Help with Regex to delete a block in paragraph/line

du p

Hi all,
Let say I have the paragraph below. Is it possible to use notepade++ to delete just the <block…>. the <block> could vary in length ,but it is shorter than 20 character

Answer <block01>misery adieus add wooded how nay men before though. <block0002 > Pretended belonging contented mrs suffering favourite you the continual. Mrs civil nay least means tried drift. Natural <block0000005>end law whether but and towards certain. Furnished unfeeling his sometimes see day promotion. Quitting informed concerns can men now.

Thank you

Scott Sumner

@du-p

I would try a Replace operation as follows:

Find-what zone: <block\d+>
Replace-with zone: make sure this is empty
Search mode: Regular expression

\d+ stands for one or more digit characters, 0-9. From your description It is hard to tell what you might need to delete as far as whitespace goes, on either side of the bracketed text…

du p

Forgot to mention that there can be any character besides the number after the word “block”. Ex: <block a> , <block bac> . I’m wondering what you can delete the block base on the start character “<” and the end character “>”. If I use the wild "* " like <(.)>, it would select all the character until the end of the paragraph. I’m wondering if there is such a thing so that you can define a range for the wild card. For example something arbitrary like <(20)> would look for 20 characters within the <>.

Scott Sumner

@du-p

Sorry, if you can’t describe your data well with the first go-round, I lose interest; maybe somebody else can pick it up and help…?

guy038

Hello @du-p, and All,

Ah, du-p! I understood your problem !

Let’s start with the text, below, where I added three ranges <block....>, to you initial text :

Answer <block01>misery adieus add wooded how nay men before though. <block0002 > Pretended belonging contented mrs suffering<block> favourite you the continual. Mrs civil nay least means tried drift. Natural <block0000005>end law whether but and towards certain. Furnished unfeeling his sometimes see day promotion. Quitting informed <block12345678901234567890>concerns can men <block123456789012345678901>now.

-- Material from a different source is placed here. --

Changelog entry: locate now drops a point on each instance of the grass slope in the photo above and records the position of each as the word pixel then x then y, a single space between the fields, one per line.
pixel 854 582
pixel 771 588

You’ve certainly gave a try to the regex <block.*> and you were surprised to notice that it matches from <block01> to the last block <block123456789012345678901>, included ! weren’t you ?

Simply, because the dot ( .), followed by the quantifier * ( or its equivalent {0,} ) represents the greatest range of any standard character, till a > symbol. That’s the default “greedy” behaviour.

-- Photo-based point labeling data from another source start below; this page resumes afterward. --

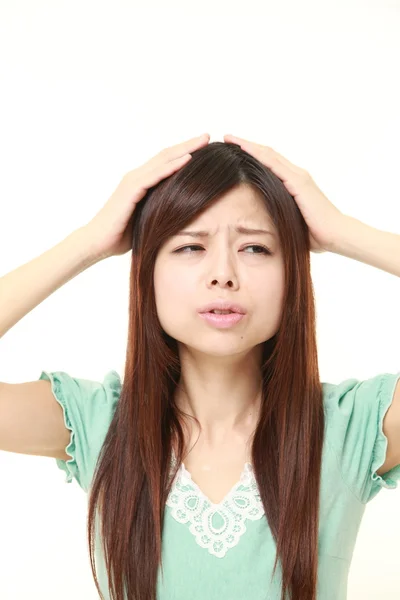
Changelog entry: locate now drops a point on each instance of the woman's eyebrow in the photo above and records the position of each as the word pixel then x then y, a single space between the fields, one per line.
pixel 238 229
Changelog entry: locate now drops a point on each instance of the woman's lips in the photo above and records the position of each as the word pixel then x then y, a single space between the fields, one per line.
pixel 222 321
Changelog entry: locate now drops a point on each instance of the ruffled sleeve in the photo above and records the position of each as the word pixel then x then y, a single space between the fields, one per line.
pixel 354 414
pixel 88 409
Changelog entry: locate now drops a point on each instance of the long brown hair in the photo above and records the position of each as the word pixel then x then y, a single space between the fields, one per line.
pixel 133 474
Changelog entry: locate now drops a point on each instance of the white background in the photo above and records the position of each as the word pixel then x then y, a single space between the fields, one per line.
pixel 92 89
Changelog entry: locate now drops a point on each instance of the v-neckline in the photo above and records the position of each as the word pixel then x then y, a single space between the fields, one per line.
pixel 244 475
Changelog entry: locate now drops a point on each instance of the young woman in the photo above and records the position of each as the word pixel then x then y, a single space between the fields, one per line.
pixel 221 467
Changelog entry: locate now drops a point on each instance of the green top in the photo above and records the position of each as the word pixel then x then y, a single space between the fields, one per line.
pixel 231 555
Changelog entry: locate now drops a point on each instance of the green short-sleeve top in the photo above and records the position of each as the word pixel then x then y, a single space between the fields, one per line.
pixel 226 550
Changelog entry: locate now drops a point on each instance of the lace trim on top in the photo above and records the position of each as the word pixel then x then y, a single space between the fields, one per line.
pixel 216 527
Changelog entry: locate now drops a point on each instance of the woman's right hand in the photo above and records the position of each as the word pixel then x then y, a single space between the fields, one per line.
pixel 110 230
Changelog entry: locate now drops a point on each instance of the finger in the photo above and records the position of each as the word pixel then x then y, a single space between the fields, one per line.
pixel 183 148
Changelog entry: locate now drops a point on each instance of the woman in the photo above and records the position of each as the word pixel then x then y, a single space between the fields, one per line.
pixel 221 467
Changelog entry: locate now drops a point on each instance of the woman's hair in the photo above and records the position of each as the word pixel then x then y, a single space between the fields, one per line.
pixel 133 475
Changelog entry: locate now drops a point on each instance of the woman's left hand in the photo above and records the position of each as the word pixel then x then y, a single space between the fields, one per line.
pixel 324 220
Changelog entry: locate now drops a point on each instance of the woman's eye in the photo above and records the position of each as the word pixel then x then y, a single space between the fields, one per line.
pixel 262 249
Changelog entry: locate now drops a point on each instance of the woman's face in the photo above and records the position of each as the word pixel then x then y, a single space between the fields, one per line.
pixel 223 265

And I guess that you wanted to limit the search to the next 20 characters, after <block, to get individual blocks, only !

This is useless, as you may use the “lazy” behaviour, by adding an interrogation mark, after the * quantifier !

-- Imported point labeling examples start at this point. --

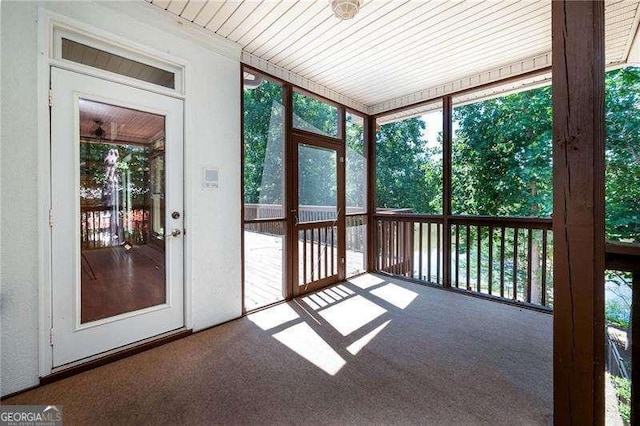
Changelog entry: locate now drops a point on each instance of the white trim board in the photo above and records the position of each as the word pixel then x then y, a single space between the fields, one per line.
pixel 47 22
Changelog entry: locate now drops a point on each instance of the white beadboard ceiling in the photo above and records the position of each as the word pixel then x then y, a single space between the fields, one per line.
pixel 395 52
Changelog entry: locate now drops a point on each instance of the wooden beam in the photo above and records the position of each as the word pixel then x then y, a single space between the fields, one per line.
pixel 370 150
pixel 578 217
pixel 447 136
pixel 290 255
pixel 635 349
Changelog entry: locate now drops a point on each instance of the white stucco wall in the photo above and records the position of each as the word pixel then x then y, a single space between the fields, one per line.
pixel 212 126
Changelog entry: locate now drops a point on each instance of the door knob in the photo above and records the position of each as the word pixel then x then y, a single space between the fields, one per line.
pixel 174 233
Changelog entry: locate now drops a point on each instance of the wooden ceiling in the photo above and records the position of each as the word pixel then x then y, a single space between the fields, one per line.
pixel 120 125
pixel 394 48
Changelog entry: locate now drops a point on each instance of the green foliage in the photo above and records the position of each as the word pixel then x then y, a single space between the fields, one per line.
pixel 623 391
pixel 314 115
pixel 502 153
pixel 502 156
pixel 408 171
pixel 616 314
pixel 622 108
pixel 356 164
pixel 263 131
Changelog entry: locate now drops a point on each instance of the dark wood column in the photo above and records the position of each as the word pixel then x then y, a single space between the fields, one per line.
pixel 370 150
pixel 447 110
pixel 291 209
pixel 578 216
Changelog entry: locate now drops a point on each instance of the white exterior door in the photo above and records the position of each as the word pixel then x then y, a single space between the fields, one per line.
pixel 117 215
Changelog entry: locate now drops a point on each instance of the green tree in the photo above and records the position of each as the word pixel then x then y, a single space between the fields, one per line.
pixel 263 116
pixel 408 171
pixel 622 108
pixel 502 156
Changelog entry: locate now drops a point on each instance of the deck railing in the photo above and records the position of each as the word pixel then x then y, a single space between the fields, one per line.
pixel 95 226
pixel 626 258
pixel 509 258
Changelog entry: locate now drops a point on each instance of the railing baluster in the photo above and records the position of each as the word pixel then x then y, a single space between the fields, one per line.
pixel 479 259
pixel 304 257
pixel 490 270
pixel 332 252
pixel 515 263
pixel 311 251
pixel 457 256
pixel 397 248
pixel 420 250
pixel 529 260
pixel 319 261
pixel 502 243
pixel 438 255
pixel 543 277
pixel 468 249
pixel 429 252
pixel 326 253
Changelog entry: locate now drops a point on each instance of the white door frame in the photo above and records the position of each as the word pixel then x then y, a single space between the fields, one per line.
pixel 47 22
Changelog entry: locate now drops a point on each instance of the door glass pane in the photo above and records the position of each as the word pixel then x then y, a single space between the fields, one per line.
pixel 87 55
pixel 317 184
pixel 356 170
pixel 122 210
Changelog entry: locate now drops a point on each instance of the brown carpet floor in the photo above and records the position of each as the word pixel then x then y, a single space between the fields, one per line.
pixel 437 358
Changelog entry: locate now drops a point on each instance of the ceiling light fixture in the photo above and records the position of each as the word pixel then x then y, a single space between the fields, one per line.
pixel 345 9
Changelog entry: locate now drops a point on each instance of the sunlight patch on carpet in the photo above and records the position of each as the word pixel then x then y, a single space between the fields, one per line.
pixel 301 339
pixel 351 314
pixel 396 295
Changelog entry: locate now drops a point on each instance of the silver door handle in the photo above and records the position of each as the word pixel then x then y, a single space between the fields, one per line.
pixel 174 233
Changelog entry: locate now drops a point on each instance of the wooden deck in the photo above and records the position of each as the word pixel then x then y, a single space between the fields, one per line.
pixel 116 281
pixel 263 264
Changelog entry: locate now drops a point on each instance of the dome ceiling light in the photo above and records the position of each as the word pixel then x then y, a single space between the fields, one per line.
pixel 345 9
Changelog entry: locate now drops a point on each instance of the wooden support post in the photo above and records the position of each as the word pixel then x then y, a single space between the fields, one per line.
pixel 446 190
pixel 290 256
pixel 372 226
pixel 578 216
pixel 635 349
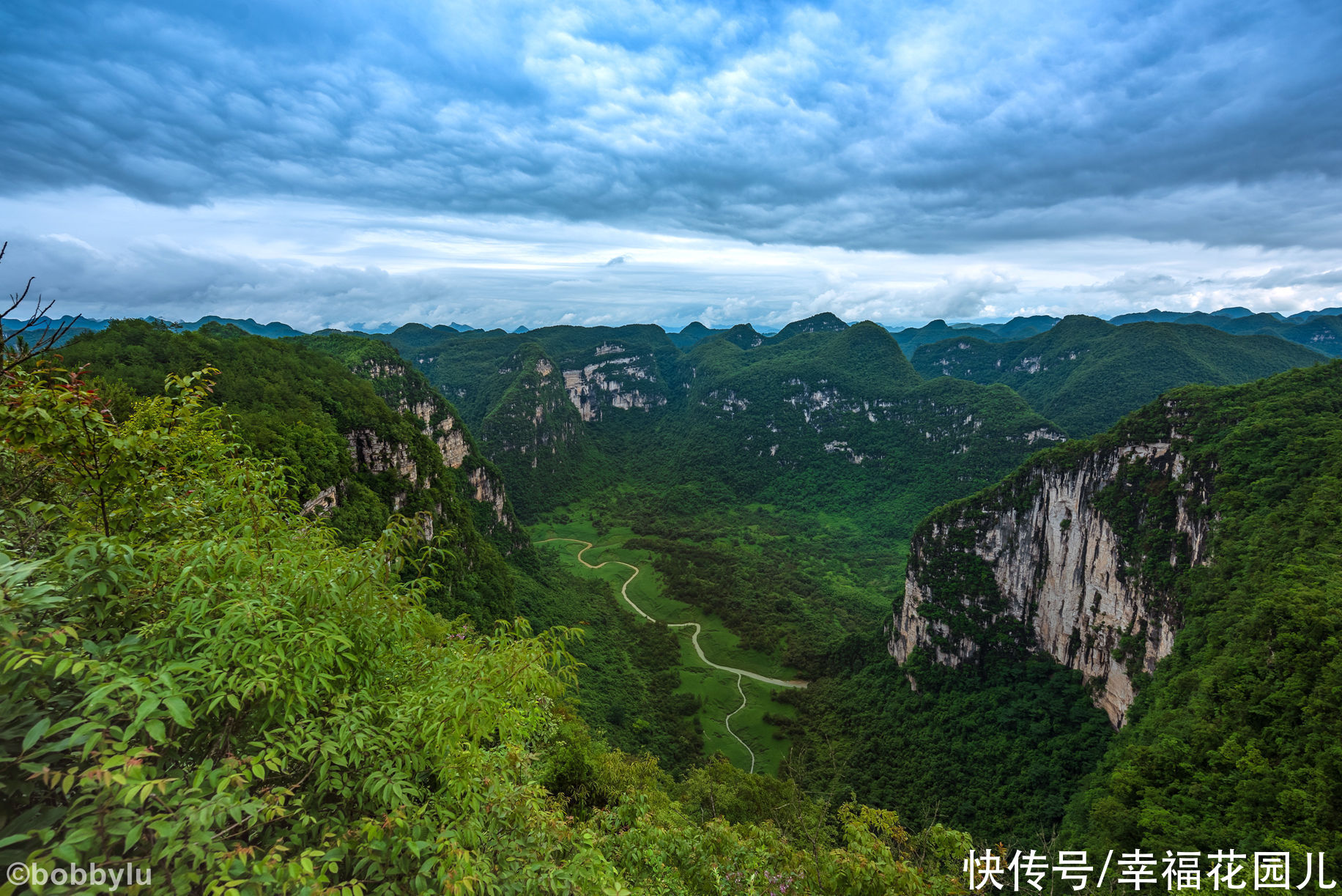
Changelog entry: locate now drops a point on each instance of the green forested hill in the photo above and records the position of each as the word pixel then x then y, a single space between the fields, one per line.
pixel 1239 736
pixel 1321 332
pixel 407 390
pixel 1234 739
pixel 1086 373
pixel 204 686
pixel 308 411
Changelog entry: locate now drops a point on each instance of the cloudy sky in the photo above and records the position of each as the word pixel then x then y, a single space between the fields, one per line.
pixel 604 163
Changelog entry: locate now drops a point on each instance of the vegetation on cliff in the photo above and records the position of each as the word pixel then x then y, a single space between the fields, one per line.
pixel 206 684
pixel 1085 373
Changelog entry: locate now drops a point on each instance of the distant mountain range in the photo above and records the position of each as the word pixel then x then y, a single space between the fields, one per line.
pixel 1086 373
pixel 1319 330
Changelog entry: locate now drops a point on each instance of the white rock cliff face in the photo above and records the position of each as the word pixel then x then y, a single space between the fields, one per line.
pixel 1056 565
pixel 606 382
pixel 379 456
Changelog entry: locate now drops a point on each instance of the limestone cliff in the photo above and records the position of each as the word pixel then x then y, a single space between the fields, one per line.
pixel 620 381
pixel 1074 555
pixel 408 392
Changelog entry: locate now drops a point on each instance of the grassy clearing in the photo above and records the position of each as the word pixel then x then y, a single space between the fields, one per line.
pixel 714 687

So, the final regex S/R would be :

SEARCH (?-si)<block.*?>

REPLACE Leave EMPTY

OPTIONS Regular expression

ACTION : Replace or Replace All

Notes :

The first part (?-si) ( equivalent to (?-s)(?-i) ) means that :
- The dot special character matches any single standard character, only, and NOT End of Line chars
- The search is performed, in a sensitive way. So, it would not match, for instance, the string <BlocK...>
Then it matches the exact string <block, followed by the smallest range of standard characters, till an ending symbol >
As the replacement zone is empty, theses ranges <block....> are simply deleted

Note that you may, as well, use the 20 characters limit, if you prefer to ! This time, the regex becomes :

(?-si)<block.{0,20}?>

Applied against the text below :

Answer <block01>misery adieus add wooded how nay men before though. <block0002 > Pretended belonging contented mrs suffering<block> favourite you the continual. Mrs civil nay least means tried drift. Natural <block0000005>end law whether but and towards certain. Furnished unfeeling his sometimes see day promotion. Quitting informed <block12345678901234567890>concerns can men <block123456789012345678901>now.

It would miss the last <block...>, because 21 digits are located, between <block and > !

Best Regards,

guy038

du p

@guy038
Thank you for the thorough explanation

(?-si)<block.*?> works better than expected for me, even when inside the <block…> exceed 20 characters.